Now consider the alternative: you install analytic engines at each mast. Each of these processes the local data looking for dropped calls and, when it finds one, relays the relevant information to your central location. In this scenario you have more analytic processors but they are each much smaller than when processing is centralised. You have also reduced network traffic and cost, and you have reduced or removed any latency.
So, you need analytics at the edge. But what sort of functionality do you need in an edge analytics platform? Well, that will depend on the application. You may just need to support streaming analytics. However, in many cases that will not be sufficient. You may need a database as well. There are a couple of reasons why that might be so. The first is because a part of what you are doing involved trend analysis and you can’t do trend analysis unless you have historic data which, needless to say, needs to be stored in a database. The second reason is to do with anomaly detection, which I need to discuss further.
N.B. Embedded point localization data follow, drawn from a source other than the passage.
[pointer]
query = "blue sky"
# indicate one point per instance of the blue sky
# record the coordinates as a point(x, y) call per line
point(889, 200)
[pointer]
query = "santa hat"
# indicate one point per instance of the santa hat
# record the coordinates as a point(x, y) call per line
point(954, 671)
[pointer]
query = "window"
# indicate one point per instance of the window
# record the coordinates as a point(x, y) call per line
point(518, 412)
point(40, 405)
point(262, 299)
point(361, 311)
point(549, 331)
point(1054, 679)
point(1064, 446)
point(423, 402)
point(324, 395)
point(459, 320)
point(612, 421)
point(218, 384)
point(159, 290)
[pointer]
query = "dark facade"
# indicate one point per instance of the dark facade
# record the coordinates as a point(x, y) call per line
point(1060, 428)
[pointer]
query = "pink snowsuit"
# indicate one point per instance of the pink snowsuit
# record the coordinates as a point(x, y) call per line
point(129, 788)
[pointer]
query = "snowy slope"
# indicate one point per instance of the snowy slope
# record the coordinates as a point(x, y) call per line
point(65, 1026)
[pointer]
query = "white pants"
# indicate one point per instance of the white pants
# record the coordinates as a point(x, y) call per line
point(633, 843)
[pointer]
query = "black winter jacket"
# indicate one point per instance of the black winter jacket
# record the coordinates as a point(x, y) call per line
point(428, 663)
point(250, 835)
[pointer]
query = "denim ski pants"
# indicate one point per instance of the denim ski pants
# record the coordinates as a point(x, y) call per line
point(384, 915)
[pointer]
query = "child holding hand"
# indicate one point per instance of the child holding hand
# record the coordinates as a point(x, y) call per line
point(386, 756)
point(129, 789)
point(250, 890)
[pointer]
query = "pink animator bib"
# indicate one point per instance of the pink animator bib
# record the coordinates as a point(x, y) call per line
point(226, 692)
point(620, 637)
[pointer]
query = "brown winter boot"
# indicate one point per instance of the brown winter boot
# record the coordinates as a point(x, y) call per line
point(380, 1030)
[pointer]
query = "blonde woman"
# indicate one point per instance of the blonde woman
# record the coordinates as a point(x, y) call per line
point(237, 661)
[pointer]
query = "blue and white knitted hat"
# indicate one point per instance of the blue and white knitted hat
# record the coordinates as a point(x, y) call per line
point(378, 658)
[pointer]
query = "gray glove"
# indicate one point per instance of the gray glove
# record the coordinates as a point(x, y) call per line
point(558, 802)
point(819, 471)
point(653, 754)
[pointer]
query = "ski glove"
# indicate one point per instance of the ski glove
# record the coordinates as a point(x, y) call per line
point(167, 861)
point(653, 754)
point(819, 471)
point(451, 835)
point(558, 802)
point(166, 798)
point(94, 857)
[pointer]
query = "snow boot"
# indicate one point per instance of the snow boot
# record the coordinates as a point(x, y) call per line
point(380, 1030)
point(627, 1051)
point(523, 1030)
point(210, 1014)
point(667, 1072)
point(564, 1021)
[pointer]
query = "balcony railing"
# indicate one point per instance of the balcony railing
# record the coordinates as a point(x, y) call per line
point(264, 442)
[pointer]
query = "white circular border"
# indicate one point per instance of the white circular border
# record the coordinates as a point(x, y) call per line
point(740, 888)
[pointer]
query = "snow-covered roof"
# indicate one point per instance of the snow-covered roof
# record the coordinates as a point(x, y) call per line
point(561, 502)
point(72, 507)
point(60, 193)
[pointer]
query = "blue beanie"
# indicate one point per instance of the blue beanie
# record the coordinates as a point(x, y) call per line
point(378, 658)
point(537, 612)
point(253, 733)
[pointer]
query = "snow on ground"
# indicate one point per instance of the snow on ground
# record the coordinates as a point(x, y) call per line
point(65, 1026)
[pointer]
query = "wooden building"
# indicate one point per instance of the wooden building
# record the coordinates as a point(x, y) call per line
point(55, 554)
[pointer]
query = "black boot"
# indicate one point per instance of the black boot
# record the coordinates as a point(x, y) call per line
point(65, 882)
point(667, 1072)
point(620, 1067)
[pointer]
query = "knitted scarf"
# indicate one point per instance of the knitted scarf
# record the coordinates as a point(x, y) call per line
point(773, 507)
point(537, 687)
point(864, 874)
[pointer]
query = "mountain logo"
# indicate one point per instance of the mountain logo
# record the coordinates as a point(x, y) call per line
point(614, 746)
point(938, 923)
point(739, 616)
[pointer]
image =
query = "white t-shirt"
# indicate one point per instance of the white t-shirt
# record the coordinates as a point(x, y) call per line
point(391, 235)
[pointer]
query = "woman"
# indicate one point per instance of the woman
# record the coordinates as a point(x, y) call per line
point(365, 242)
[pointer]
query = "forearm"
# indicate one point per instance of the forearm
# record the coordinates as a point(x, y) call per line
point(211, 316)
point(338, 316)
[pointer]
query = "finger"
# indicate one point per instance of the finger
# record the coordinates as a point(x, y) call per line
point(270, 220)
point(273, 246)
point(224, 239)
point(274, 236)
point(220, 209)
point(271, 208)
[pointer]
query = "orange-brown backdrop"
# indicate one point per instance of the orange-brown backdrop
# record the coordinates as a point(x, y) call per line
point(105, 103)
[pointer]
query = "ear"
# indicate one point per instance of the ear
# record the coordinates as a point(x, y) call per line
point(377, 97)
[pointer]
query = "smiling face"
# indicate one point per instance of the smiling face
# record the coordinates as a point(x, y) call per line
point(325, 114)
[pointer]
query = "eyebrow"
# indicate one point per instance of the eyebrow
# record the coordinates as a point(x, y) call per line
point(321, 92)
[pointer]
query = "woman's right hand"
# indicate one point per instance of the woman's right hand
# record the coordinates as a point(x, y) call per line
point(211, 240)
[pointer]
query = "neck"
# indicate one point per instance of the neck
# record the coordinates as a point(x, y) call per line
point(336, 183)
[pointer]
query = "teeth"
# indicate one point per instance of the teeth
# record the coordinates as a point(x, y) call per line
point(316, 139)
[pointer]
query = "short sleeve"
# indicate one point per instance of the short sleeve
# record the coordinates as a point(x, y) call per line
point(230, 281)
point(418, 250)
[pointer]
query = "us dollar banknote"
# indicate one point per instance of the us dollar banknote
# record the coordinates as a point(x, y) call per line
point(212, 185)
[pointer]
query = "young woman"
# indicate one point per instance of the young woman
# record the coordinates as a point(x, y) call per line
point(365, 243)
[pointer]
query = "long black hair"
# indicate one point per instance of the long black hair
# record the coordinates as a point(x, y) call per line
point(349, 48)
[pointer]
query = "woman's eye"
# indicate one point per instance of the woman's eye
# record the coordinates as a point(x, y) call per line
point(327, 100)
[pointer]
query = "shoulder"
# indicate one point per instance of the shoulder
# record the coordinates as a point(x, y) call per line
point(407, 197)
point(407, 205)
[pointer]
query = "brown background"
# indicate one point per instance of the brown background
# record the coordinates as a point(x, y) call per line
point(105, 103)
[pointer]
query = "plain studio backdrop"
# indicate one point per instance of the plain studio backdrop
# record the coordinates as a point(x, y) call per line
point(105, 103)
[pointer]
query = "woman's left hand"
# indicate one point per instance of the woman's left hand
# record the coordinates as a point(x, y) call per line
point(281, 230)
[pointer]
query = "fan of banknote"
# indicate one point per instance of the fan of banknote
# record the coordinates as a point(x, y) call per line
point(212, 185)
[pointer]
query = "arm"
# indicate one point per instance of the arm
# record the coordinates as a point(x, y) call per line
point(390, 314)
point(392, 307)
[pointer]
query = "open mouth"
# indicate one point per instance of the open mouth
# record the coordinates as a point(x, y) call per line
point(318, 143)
There are three ways to do anomaly detection in real-time. The first is to use a complex event processing (CEP) that is rules-based. The problem with this is that the environment can become overly complicated: when you have hundreds of sensors on a single device then the number of rules required for anomaly detection becomes very high very quickly, with all that implies in terms of both initial development and maintenance. The second method is to use an event streaming platform that is not rules-based. Here you would typically either use predictive analytics via something like a PMML (predictive modelling mark-up language) model or you can run relevant SQL (or SQL-like) queries. The former implies that you have captured lots of historic information and analysed it centrally but is essentially about prediction rather than simply detecting anomalies, while the latter assumes that you know what anomalies look like and have written the relevant queries: but that’s exactly the same problem as with rules.
The third method is to use streaming in conjunction with a database. This allows you to compare what has just happened with what has happened in the past to detect anomalies and will, of course, also support things such as predictive analytics. However, there are technical requirements of the database, in terms of performance and scalability, which means that there are very few products that are capable of combining database and streaming data in real-time. Probably Sybase (SAP) IQ comes closest out of the mainstream vendors to achieving this but I know of only three companies that can really do this well: Kdb+ from Kx Systems (see http://www.bloorresearch.com/research/indetail/kdb-internet-of-things-big-data/), Ancelus, from Time Compression Strategies Corporation (see http://www.bloorresearch.com/research/indetail/ancelus/), and ParStream. Of these three, Kx has historically been focused on capital markets but has recently been moving into the IoT space, while Ancelus is focused on manufacturing and six sigma, though no doubt it will be focusing on Industry 4.0 in the future. ParStream, on the other hand was designed specifically for edge computing and the IoT. As I have written previously about the first two of these but not the third, I will be a writing a follow-up article to this specifically about ParStream.